Supporting the transition to net zero:
- The energy transition is at a critical moment. The events over the autumn and winter of 2021 have highlighted the need for wider and deeper changes to ensure that the energy sector is resilient against potential continued global market volatility and is able to deliver the transition to net zero at lowest cost.
- With the phase out of coal we are heavily reliant on gas. Indeed, gas provides around 40% of our electricity, considerably more when the wind is not blowing, and serves 85% of households for their heating. What is clear from the situation that the market finds itself in today, is that we need to diversify our sources of energy supply. This does not mean giving up on climate goals but instead, moving further and faster to pursue them.
- With a more diverse market including more renewables, and other low carbon power sources such as nuclear, hydrogen and gas with carbon capture and storage, we will reduce our dependence on global gas markets and be better able to weather the kind of shock we have seen in the past months.
- Equally strong though, is the imperative that we make this transition at least cost while maintaining our security of supply. Ofgem’s regulatory mechanisms can bring forward billions of investment in new low carbon infrastructure at low costs to consumers. We also know that a smarter, more flexible system will save billions of pounds a year. Put simply, if we can control the time we charge our electric cars, if that same car battery can be a source of stability, we will need a smaller grid and fewer power stations and everyone’s energy bills could be lower.
- If we are to make a successful transition to net zero, it has to work for consumers as they change the way they fuel their cars and the way they heat their homes. Energy suppliers will play an important role in facilitating the behaviour change that will smooth the journey to net zero.
- This requires a healthy, competitive and innovative retail sector: we will toughen regulatory standards for energy suppliers as set out above, but will ensure that we also retain the ability for new entrants to bring dynamism, innovation and challenge to the market. We expect a proliferation of new products and services, with data and digitalisation unlocking new opportunities and benefits for consumers. Equally, retailers may well look to bundle energy services with product sales (such as electric vehicle or heat pump sales).

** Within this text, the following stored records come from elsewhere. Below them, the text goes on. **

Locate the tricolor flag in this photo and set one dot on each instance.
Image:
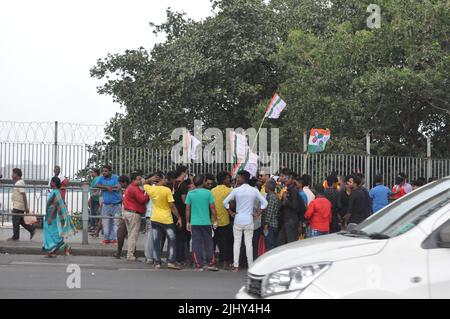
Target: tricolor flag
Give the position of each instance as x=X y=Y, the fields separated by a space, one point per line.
x=239 y=166
x=252 y=164
x=318 y=139
x=275 y=107
x=238 y=147
x=190 y=145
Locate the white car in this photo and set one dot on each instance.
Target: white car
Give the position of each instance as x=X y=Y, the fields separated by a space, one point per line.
x=403 y=251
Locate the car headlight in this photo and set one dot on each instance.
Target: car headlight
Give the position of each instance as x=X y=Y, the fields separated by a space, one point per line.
x=297 y=278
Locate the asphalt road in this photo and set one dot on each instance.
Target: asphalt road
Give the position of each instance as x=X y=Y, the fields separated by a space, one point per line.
x=34 y=276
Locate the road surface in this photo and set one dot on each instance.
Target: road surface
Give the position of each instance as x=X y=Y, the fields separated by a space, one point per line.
x=34 y=276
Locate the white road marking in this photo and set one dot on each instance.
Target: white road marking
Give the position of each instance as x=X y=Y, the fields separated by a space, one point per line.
x=46 y=264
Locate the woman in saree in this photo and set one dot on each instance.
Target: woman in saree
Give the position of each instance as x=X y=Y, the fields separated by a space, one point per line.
x=57 y=223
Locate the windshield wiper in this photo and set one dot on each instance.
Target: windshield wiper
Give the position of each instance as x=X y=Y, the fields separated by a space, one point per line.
x=371 y=235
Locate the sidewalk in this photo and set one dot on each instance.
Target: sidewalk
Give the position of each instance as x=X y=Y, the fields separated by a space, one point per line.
x=34 y=246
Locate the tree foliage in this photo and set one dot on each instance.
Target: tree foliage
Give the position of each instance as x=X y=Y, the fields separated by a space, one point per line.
x=331 y=69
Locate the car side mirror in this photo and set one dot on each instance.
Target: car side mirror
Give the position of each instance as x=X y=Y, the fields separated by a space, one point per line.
x=444 y=237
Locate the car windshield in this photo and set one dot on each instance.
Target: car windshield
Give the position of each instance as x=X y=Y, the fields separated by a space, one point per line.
x=407 y=212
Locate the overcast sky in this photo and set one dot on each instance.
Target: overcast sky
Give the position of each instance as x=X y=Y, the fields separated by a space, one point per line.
x=47 y=48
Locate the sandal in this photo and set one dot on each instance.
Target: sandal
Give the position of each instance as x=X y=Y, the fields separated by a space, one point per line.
x=68 y=251
x=173 y=266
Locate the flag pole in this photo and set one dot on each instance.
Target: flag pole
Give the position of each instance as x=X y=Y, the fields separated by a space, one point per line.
x=257 y=133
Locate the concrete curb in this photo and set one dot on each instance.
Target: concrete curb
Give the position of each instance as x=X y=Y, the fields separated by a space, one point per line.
x=76 y=251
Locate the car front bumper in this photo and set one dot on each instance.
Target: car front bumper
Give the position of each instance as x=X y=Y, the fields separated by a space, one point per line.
x=311 y=292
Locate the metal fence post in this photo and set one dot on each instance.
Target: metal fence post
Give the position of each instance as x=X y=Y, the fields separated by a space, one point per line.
x=85 y=215
x=55 y=159
x=429 y=164
x=305 y=153
x=120 y=149
x=368 y=168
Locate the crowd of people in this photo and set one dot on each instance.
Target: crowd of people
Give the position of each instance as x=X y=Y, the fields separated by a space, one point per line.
x=239 y=218
x=203 y=218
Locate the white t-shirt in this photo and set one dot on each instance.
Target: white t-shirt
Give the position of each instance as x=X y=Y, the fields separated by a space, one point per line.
x=17 y=196
x=245 y=197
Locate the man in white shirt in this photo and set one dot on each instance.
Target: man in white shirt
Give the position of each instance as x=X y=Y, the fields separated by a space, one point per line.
x=245 y=197
x=20 y=206
x=306 y=181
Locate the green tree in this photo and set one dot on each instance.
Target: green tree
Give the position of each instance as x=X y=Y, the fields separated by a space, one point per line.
x=214 y=70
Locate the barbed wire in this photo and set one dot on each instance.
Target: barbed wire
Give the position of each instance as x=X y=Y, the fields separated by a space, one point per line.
x=44 y=133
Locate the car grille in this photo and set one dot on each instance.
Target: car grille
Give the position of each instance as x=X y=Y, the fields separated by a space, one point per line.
x=254 y=285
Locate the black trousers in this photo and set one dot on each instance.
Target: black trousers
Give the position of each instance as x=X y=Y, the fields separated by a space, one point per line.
x=256 y=234
x=182 y=244
x=288 y=232
x=223 y=238
x=17 y=221
x=122 y=232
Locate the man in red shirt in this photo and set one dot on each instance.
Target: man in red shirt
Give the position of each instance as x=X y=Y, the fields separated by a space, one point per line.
x=134 y=207
x=319 y=214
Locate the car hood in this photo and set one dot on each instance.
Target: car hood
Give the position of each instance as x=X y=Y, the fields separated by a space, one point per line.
x=332 y=247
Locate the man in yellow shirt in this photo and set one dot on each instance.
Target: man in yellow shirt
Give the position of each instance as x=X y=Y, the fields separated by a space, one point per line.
x=163 y=206
x=223 y=235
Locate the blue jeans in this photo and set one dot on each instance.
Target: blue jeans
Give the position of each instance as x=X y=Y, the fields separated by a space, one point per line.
x=271 y=238
x=110 y=225
x=94 y=212
x=202 y=245
x=149 y=251
x=158 y=230
x=315 y=233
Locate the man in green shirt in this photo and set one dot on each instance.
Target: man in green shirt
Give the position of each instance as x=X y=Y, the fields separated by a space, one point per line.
x=94 y=199
x=199 y=203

- We will ensure our regulatory regime adapts to continue to protect consumer interests, with additional support for vulnerable consumers, as the market evolves. In the coming months, Ofgem will lay out our ideas as to how we build a retail market, including considering more radical changes to the retail market and regulatory structure.
- Ofgem’s priority has been, and remains, to act in the best interests of energy consumers. There are regulatory lessons Ofgem needs to and has learned from this crisis. The Ofgem Board has already commissioned a lessons learned review. As we have outlined earlier, change is already underway.
- As well as changing our regulatory approach, we are also continuing to adapt our organisational approach. In particular, we have been undertaking a major organisational transformation programme to become more agile, responsive and quicker in our decision making and bring in new skills and capabilities.